Oleh: Prof.dr. Budu, Ph.D, Sp.M (K), M.MedEd, Anggota Majelis Pendidikan Tinggi Penelitian dan Pengembangan PP Muhammadiyah - Wakil Ketua Pimpinan Wilayah Muhammadiyah Sulawesi Selatan
Assalamu Alaikum Warahmatullahi Wabarakatuh
FAJAR.CO.ID -- Alhamdulillah, segala puji milik ALLAH SWT, Dzat yang Maha Kuasa dan Maha Pemberi Hidayah, kepada-Nya kita semua memohon do`a, meminta petunjuk dan pertolongan, meminta kekuatan iman dan Islam, sehingga kita masih diberikan kesempatan untuk bertemu Ramadhan hingga hari ini dan dapat melewatiya dengan keadaan sehat walafiat.
Semoga dengan Idul Fitri hari ini kita termasuk golongan yang beruntung, diampuni dosa-dosa kita, diterima amal-amal kebaikan kita, dan kelak kita dimasukkan ke dalam surga Nya ALLAH SWT.
Shalawat beserta salam mari tetap kita tercurahkan kepada Nabi kita Muhammad SAW Nabi yang telah membawa syariat Islam kepada seluruh umat manusia, Nabi yang mengubah manusia dari zaman kebodohan hingga menjadi cahaya Islam.
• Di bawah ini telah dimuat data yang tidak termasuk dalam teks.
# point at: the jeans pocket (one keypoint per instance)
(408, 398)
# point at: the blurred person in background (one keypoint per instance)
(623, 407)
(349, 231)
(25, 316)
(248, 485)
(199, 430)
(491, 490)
Dari tangan Nabi SAW juga, umat manusia menjadi umat yang bermartabat dengan iman, ilmu dan budi pekerti yang luhur.
Hari ini serentak kaum muslimin di segenap penjuru bumi serta di negeri kita ini menunaikan shalat Idul Fitri. Ucapan dan gema takbir, tahlil, tasbih, tahmid, dan dzikir kepada ALLAH SWT dilantunkan keseluruh penjuru dunia dengan hati yang khusyuk dan merasuk ke dalam hati kita masing-masing. Ucapan dzikir dan shalat Idul Fitri yang khusyuk ini semoga menjadi energi ruhani kita yang baru dalam menghidupkan jiwa yang fitri untuk menjadi manusia yang penuh takwa. Semoga kita yang menjalankan seluruh prosesi ibadah yang dituntunkan Nabi itu mendapat anugerah pencerahan diri sekaligus pahala di hadapan Ilahi Rabbi.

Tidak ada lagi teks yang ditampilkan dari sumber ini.